This easy-to-understand summary is suited for students and language learners. The content has been condensed and scientific references have been omitted. The full context can be found in the complete version in standard language →
In Germany, most student housing looks the same everywhere. It doesn’t really fit what researchers and international students need today. A 2025 study found that this is a big, underappreciated problem. This project tries something different—it’s building a place where people can live, work, and come up with new ideas together.
The idea is that real innovation happens when people from different fields stop working alone and start working with each other.
The Building Itself Is an Experiment
Most buildings are built the same way every time. This one is different:
- Parts of it can change. Some sections use new, experimental materials. The building is treated like a living experiment—it learns and adapts.
- One person oversees everything. The architect, Ansgar Halbfas, is personally involved in both the design and the actual construction. This is rare today, but it helps avoid the usual problems that happen when too many separate people work on one project.

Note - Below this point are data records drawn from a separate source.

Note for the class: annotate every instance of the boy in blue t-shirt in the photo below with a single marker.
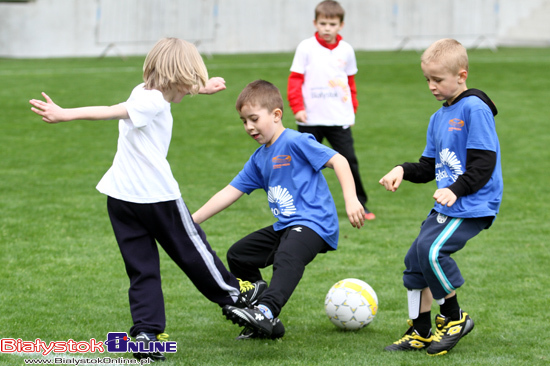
(288, 167)
(462, 153)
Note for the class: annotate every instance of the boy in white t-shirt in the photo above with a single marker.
(144, 201)
(321, 88)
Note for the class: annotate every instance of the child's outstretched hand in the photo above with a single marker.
(50, 112)
(445, 197)
(393, 179)
(356, 214)
(213, 85)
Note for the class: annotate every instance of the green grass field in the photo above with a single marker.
(62, 277)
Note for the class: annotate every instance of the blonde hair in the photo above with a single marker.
(329, 9)
(174, 63)
(260, 93)
(449, 52)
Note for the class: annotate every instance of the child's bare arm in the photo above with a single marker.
(52, 113)
(213, 85)
(393, 179)
(354, 208)
(219, 202)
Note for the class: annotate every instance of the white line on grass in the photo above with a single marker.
(255, 65)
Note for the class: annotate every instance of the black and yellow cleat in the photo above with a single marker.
(411, 341)
(448, 333)
(250, 293)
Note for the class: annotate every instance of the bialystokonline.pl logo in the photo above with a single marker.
(117, 342)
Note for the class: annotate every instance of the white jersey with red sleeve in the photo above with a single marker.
(326, 91)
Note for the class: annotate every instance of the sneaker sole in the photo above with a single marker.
(243, 319)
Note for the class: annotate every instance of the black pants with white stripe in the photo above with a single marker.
(138, 228)
(289, 251)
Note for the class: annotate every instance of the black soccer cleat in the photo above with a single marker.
(252, 318)
(250, 293)
(277, 332)
(152, 356)
(411, 341)
(448, 333)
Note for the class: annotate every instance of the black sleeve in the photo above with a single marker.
(421, 172)
(480, 165)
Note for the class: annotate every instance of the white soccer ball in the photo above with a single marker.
(351, 304)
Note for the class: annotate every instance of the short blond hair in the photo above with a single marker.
(174, 63)
(329, 9)
(260, 93)
(449, 52)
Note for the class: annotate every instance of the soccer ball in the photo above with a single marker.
(351, 304)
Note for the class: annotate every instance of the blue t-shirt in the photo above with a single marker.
(468, 124)
(290, 172)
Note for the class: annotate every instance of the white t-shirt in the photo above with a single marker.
(326, 91)
(140, 172)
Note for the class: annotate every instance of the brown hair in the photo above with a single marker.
(449, 52)
(260, 93)
(329, 9)
(174, 63)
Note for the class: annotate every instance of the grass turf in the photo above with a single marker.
(62, 276)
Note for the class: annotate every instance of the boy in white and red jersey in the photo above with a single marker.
(321, 88)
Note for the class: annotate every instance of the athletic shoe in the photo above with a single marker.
(250, 293)
(253, 318)
(250, 333)
(146, 338)
(411, 341)
(448, 333)
(369, 215)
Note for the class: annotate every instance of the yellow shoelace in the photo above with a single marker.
(245, 285)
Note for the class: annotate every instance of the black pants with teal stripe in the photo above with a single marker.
(138, 228)
(428, 261)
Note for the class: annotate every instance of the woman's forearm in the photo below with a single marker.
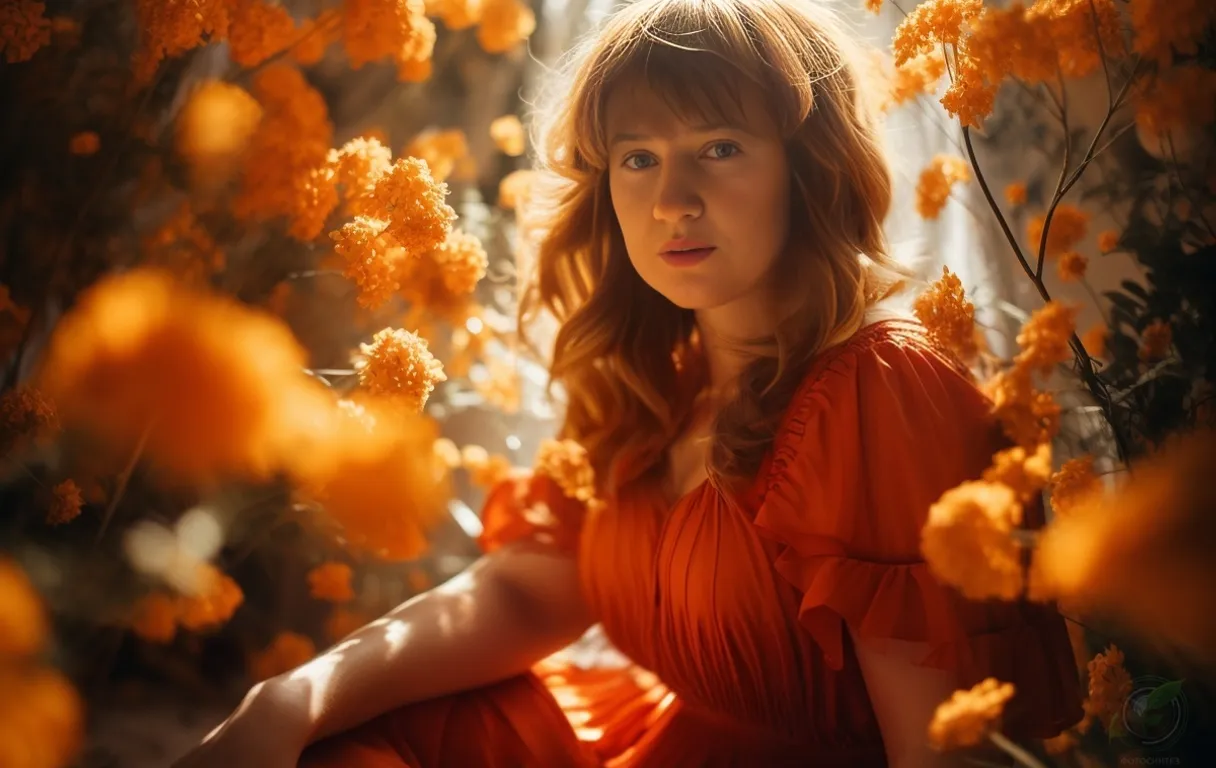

- Smart use of tools and machines allows for custom, one-of-a-kind solutions that many traditional factories can’t make.
Dealing with Germany’s Strict Building Rules
Germany’s building regulations are very rigid. This is partly because of old rules that have never really been updated. When rules get stuck in the past, they make it hard to try new things—this is called “institutional path dependency.”
There’s a special permit in Germany called ZiE that technically allows experimental buildings, but in practice it’s slow, expensive, and complicated. So this project avoids that route entirely. Instead, it finds creative ways to work withinexisting rules, so the building can be both innovative and legally straightforward.
How Old Rules Get Stuck (and Why That Matters)
This idea comes from economist Douglass North. It explains why building rules are so hard to change:
A key decision gets made. At some point in the past—like in the early 1900s—people set the rules for how buildings must be built. That moment is called a critical juncture.
Everyone adjusts to those rules. Companies, schools, and government offices all start working around those rules. The more people follow them, the harder they are to change. New ideas—like building with recycled materials—become expensive and complicated because the whole system is built around the old way.
The rules get frozen. Eventually the system becomes so rigid that doing anything truly new requires a huge amount of effort. The only way out is through a bold, unusual project—like this research collegium—that deliberately steps outside the normal path.
A famous early example of this kind of thinking was Oase No. 7 (1972) in Kassel—a giant transparent plastic bubble attached to the outside of a museum. Inside, it had real palm trees and a controlled climate. It wasn’t just art; it was a real scientific test of whether new materials and technology could create better living spaces for people in cities.